As far as a body shop repair goes, I had bad results when I recently tried this on a 2000 Mercedes. (The patch was still visible.) Given that my time in Munich is limited, and given the extra expense now involved, it appears that I should have just had the car delivered to the US in the first place. However, if I now try to convert to US delivery, I lose my (pre-paid) plane fare and possibly some of my hotel deposit. What's worse is that I will still have a patched bumper on a new car.


----------



## beewang (Dec 18, 2001)

Phil,
I understand what you said about the poor result from bodyshop patch. At this stage this is what I would do:

With 3 weeks to go, you've already paid for the car (or fund the car if financed). Furthermore, you car already has the license bracket installed, await for your pick up.

I'd pick up the car and do your Ed gig. Upon arriving at state side, and if the front license plate still bothers you, then buy a new bumper cover from a BMW parts discounter (Cutters, Cravier, Passport etc.) and find a BMW specialized bodyshop and have them paint the parts. No holes!! and as good as new:thumbup: 

whdayathink??

beewang:bigpimp:


----------



## Phil F (Mar 16, 2003)

beewang said:


> *I'd pick up the car and do your Ed gig. Upon arriving at state side, and if the front license plate still bothers you, then buy a new bumper cover from a BMW parts discounter (Cutters, Cravier, Passport etc.) and find a BMW specialized bodyshop and have them paint the parts. No holes!! and as good as new.*


Thanks for the suggestion Beewang. I might have to do just that.
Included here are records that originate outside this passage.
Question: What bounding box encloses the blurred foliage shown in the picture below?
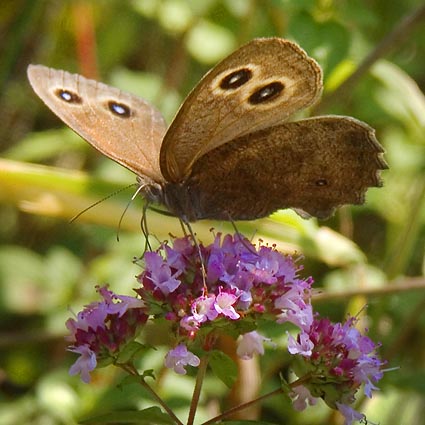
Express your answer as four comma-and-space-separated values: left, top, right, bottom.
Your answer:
0, 0, 425, 425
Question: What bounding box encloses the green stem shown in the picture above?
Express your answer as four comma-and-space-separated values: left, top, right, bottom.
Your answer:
187, 354, 209, 425
117, 364, 184, 425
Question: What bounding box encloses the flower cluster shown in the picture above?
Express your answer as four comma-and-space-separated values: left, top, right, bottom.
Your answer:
67, 234, 382, 424
288, 317, 384, 424
136, 234, 313, 341
66, 287, 148, 382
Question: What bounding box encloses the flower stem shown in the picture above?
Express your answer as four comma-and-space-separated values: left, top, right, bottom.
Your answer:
117, 364, 184, 425
187, 354, 209, 425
But a question: My dealer tells me that--while coupes always come in with European plates connected by bolts that require drilling--he "thinks" (he's not sure) that recent EDs on **sedans** had the European plate in a bracket (with no drilling of the bumper).

Are you sure that sedans get the drill treatment too? Is there anyone out there who has had a recent ED on a sedan who can respond to this?

Thanks.


----------



## PropellerHead (Jan 3, 2002)

Is this only applicable to the coupe? There was a front plate BRACKET on our PCD 330 sedan, but no front plate at pickup in S. Carolina. We requested the blanking strip, they removed the old part and replaced it. No holes.
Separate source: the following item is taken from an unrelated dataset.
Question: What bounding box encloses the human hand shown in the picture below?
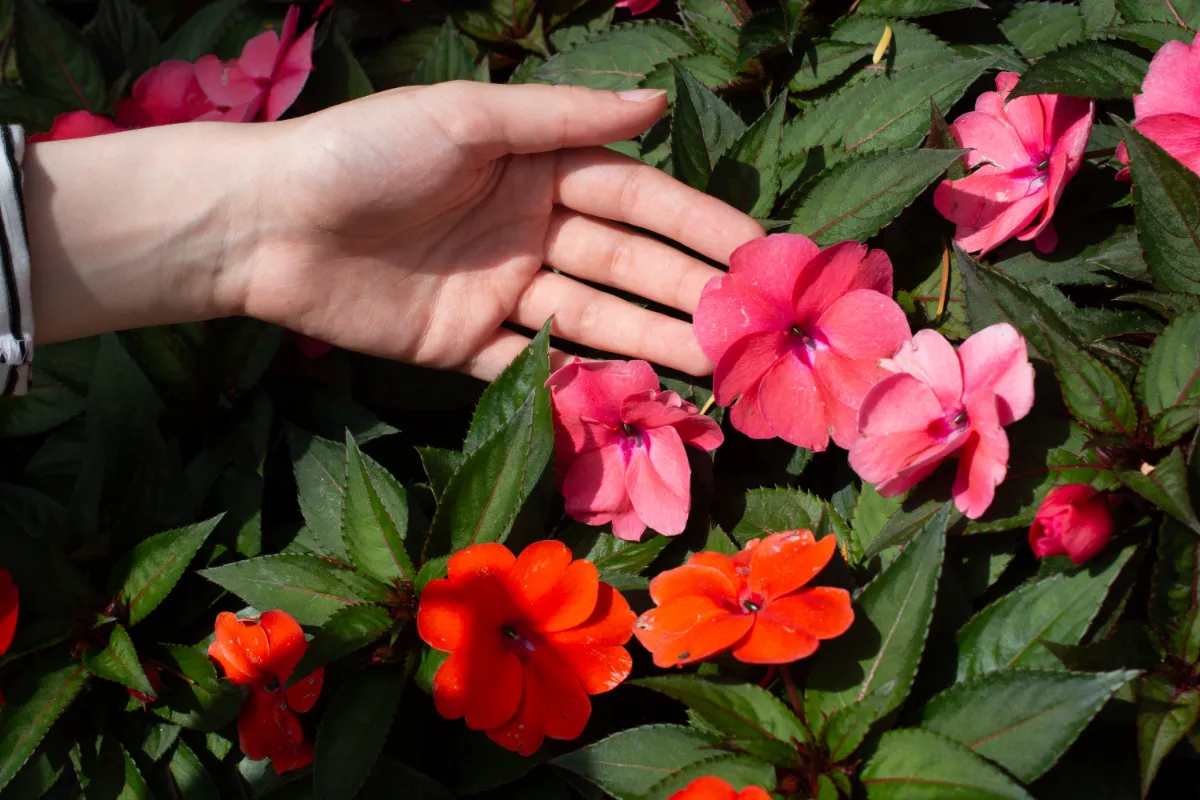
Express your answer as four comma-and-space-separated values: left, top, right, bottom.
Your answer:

Why cant they just use TWO screws instead of four? Is there a bracket behind the lower holes or are they just screwing straight into plastic?


----------



## Kartman (Dec 20, 2002)

*Pics of the 4 holes in my bumper*

Here is picture #1: All 4 holes


----------



## Kartman (Dec 20, 2002)

Picture # 2:


----------



## mattwill (Jul 20, 2005)

Took delivery of my ED 530i in early Dec. Took dealership front tag off to reinstall my ED plate. I observed two holes the dealership made to put their bracket on...but I saw no evidence of the earlier ED plate installation (I drilled two more holes in the bumper). Good Luck!


----------



## stevodevo (Nov 6, 2005)

Kartman said:


> Picture # 2:


So I think this is the explanation for the 4 holes based on my front plates I took off. The two bigger holes are for the license plate holder/bracket. The two smaller holes are due to them using too long of a screw when they screwed on the license plates to the holder/bracket.

You can get some touch up paint for the smaller holes but unfortunately the bigger ones are not that easy. I got the bumperplugs and while the color matching was good, the plug requires you to drill an even bigger hole to make it fit. Also, becuz the holes are on the groove, the bumperplugs may not fit flush. I haven't put them on yet and maybe never will. We'll see.

It's a trade off. Do an ED with holes or don't do an ED with no holes. Your choice. I knew this ahead of time and the decision was a no brainer.


----------